Capitals President Dick Patrick laughed and admitted that typically he likes to keep a low profile, staying behind the scenes in the operation of an NHL team and the Monumental Sports and Entertainment ownership group. But in this case he doesn’t mind making an exception.

On Tuesday the NHL named Patrick as a recipient of the 2012 Lester Patrick Trophy, an award that honors his grandfather’s legacy as one of hockey’s most prominent builders and innovators and recognizes “outstanding service to hockey in the United States.”

When NHL Commissioner Gary Bettman called to share the news of the honor with Patrick, he was surprised. Although he has guided the Capitals since the 1982-83 season, is a former chairman of the NHL Finance Committee, and promoted the construction of the Capitals’ practice facilities in Arlington, among other distinctions, Patrick said he didn’t necessarily think of himself as consciously working to grow the sport. He just stayed involved in the game he loved.

“I’ve always said that hockey’s a different sport,” Patrick said in a phone interview. “People who play hockey, they’re always going to be hockey fans, get involved with it or follow it to some level the rest of their lives. High school, college, wherever you’re at in life you can go to a pickup game and feel a connection with people.

“It’s a sport that really connects people to each other and I’ve seen it grow here,” he continued. “There are people playing at Kettler in the adult leagues at horrendous hours of the morning when they can get ice, just because the game draws people in. While I was always involved -- I coached teams here when my son was growing up and things like that -- you just get into it. You don’t really look at it like, ‘Oh, I want to make a contribution.’ You just love the sport and want to help share it with others.”

A grandson of Lester Patrick and son of Muzz Patrick, a former Rangers player, coach and general manager, Patrick followed in his family’s footsteps when he joined the Capitals’ front office 30 years ago.

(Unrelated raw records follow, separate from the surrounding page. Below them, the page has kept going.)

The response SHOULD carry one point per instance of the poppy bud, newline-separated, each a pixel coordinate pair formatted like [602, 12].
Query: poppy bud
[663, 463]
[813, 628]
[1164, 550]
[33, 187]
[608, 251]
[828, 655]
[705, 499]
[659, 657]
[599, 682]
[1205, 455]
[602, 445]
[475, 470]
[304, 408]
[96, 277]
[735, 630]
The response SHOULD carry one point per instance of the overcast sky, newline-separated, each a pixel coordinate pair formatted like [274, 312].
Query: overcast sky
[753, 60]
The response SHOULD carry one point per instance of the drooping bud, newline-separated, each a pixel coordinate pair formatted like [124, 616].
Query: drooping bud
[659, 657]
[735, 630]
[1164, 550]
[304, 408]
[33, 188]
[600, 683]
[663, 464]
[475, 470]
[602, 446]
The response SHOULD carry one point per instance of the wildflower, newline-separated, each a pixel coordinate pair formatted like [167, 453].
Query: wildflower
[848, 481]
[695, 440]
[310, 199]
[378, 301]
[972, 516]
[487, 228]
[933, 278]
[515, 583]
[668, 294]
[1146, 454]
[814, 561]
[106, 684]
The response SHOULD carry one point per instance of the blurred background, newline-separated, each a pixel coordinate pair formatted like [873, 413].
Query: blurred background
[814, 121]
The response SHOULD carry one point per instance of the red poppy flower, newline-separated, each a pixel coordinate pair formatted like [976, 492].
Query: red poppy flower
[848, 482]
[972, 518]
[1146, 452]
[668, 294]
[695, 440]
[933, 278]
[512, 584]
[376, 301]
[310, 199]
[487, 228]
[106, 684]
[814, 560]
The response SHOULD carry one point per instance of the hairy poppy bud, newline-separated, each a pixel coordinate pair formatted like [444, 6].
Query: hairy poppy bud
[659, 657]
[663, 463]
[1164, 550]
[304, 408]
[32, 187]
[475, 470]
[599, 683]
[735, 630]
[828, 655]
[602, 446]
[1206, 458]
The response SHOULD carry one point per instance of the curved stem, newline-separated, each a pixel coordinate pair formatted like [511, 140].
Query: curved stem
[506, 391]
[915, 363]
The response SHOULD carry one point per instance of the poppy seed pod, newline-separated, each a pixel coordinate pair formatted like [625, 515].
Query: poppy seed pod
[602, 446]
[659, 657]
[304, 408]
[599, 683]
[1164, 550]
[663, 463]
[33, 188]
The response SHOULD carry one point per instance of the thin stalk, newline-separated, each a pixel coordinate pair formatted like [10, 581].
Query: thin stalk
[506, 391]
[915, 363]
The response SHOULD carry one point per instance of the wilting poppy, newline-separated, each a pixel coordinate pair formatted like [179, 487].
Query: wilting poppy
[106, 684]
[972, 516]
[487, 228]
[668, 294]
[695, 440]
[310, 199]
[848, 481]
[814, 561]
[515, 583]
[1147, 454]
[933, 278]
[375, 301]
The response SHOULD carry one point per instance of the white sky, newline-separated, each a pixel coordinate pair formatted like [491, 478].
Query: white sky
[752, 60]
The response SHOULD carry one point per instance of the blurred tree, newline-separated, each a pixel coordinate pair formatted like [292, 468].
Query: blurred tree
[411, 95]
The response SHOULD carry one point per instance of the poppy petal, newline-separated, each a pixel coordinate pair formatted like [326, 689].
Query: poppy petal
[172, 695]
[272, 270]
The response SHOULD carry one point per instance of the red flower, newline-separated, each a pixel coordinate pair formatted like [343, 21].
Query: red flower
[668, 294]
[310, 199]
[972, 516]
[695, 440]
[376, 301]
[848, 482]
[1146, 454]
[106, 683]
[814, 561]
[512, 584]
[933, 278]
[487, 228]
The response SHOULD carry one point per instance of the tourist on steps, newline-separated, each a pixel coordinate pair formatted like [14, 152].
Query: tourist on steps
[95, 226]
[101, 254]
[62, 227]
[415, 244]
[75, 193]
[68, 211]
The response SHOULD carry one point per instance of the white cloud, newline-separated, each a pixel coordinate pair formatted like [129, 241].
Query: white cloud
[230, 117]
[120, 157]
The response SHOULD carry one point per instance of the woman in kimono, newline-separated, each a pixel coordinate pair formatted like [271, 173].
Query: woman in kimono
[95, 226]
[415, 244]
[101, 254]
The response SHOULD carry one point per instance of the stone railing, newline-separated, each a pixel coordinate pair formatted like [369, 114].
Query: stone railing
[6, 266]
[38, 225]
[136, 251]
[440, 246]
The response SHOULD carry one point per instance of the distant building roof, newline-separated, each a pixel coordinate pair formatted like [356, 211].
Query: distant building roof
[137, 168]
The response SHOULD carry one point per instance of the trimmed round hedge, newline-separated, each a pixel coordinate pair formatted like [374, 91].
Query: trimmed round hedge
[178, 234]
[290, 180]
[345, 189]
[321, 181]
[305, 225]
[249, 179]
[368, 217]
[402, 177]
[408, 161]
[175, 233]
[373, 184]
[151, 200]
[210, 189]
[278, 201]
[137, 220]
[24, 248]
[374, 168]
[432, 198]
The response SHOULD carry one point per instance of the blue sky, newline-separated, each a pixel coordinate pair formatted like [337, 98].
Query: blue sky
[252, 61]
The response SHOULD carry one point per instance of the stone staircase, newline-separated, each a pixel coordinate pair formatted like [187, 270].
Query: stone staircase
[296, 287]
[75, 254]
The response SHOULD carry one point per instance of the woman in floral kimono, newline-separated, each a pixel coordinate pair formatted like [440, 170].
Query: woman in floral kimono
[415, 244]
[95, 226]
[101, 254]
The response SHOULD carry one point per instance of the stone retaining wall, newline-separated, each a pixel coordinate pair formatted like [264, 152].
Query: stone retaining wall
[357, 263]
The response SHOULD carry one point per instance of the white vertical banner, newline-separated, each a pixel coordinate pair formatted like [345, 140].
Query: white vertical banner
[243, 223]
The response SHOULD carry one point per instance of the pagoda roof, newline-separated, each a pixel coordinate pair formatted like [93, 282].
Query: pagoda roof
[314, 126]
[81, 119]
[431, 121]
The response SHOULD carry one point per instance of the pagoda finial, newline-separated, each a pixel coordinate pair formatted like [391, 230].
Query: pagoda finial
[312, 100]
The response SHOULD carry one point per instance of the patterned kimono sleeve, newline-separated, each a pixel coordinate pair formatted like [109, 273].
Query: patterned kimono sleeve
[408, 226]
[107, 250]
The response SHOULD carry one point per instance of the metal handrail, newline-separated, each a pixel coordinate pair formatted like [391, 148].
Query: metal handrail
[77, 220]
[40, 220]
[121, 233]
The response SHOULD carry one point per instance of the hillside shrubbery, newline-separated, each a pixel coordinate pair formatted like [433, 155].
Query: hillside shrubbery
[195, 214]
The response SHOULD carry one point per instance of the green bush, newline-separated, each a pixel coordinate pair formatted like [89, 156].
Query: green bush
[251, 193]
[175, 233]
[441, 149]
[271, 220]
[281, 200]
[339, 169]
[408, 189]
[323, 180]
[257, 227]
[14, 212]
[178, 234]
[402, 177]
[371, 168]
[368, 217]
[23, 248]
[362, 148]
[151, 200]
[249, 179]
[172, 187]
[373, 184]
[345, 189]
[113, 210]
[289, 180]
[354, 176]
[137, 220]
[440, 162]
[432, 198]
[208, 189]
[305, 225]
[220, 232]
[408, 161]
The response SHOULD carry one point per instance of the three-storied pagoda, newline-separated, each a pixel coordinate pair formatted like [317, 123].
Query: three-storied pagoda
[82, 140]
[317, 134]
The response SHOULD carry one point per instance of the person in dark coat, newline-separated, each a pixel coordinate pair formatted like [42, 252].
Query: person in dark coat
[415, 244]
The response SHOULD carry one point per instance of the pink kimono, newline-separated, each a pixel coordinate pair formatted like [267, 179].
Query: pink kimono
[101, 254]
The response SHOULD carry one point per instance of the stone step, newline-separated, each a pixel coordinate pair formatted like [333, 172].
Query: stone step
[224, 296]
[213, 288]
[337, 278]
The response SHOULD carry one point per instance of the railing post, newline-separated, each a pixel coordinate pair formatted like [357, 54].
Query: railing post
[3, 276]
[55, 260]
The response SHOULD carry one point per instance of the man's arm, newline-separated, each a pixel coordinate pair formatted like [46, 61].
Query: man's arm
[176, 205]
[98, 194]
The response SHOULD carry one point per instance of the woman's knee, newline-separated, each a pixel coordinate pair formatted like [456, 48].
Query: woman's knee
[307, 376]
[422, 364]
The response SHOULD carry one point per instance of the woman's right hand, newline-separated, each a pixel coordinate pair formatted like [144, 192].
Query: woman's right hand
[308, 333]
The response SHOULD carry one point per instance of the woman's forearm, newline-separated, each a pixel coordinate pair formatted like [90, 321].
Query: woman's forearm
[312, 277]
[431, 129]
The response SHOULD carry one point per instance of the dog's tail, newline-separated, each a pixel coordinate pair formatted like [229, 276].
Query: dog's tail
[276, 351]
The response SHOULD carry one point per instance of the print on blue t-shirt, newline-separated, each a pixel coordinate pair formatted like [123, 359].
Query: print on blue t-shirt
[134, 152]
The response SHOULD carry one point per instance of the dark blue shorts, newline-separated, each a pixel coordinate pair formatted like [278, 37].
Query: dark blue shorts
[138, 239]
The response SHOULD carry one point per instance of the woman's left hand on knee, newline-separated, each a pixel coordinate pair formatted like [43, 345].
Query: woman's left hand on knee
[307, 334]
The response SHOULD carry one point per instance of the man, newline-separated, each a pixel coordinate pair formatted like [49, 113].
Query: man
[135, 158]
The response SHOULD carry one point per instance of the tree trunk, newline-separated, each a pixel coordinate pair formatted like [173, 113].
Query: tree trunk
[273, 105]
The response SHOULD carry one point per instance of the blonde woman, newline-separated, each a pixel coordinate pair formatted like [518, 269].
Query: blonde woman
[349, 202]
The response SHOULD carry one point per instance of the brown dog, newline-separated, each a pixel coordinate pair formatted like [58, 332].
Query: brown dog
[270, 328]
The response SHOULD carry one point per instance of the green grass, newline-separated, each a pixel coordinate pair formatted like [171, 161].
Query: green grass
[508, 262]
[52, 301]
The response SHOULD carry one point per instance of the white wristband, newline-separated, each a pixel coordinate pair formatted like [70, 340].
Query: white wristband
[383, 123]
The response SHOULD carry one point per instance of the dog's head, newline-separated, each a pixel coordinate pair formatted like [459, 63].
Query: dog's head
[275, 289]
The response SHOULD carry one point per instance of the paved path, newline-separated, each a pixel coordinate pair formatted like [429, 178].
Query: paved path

This honor follows in the family tradition as well, considering that his uncle Lynn Patrick won the award in 1989 and his cousin Craig Patrick did so in 2000.

“No one is more deserving of this award than Dick,” Capitals owner Ted Leonsis wrote on his blog Ted’s Take. “He is so low key and humble – he won’t even tell anyone about this honor, so I have to on my blog! To win an award named after a family member is truly special.”

Patrick, along with fellow 2012 Lester Patrick Trophy recipient Bob Chase/Wallenstein, the longtime broadcaster of the Fort Wayne Komets, will receive the honor on Oct. 15 at the U.S. Hockey Hall of Fame induction in Dallas.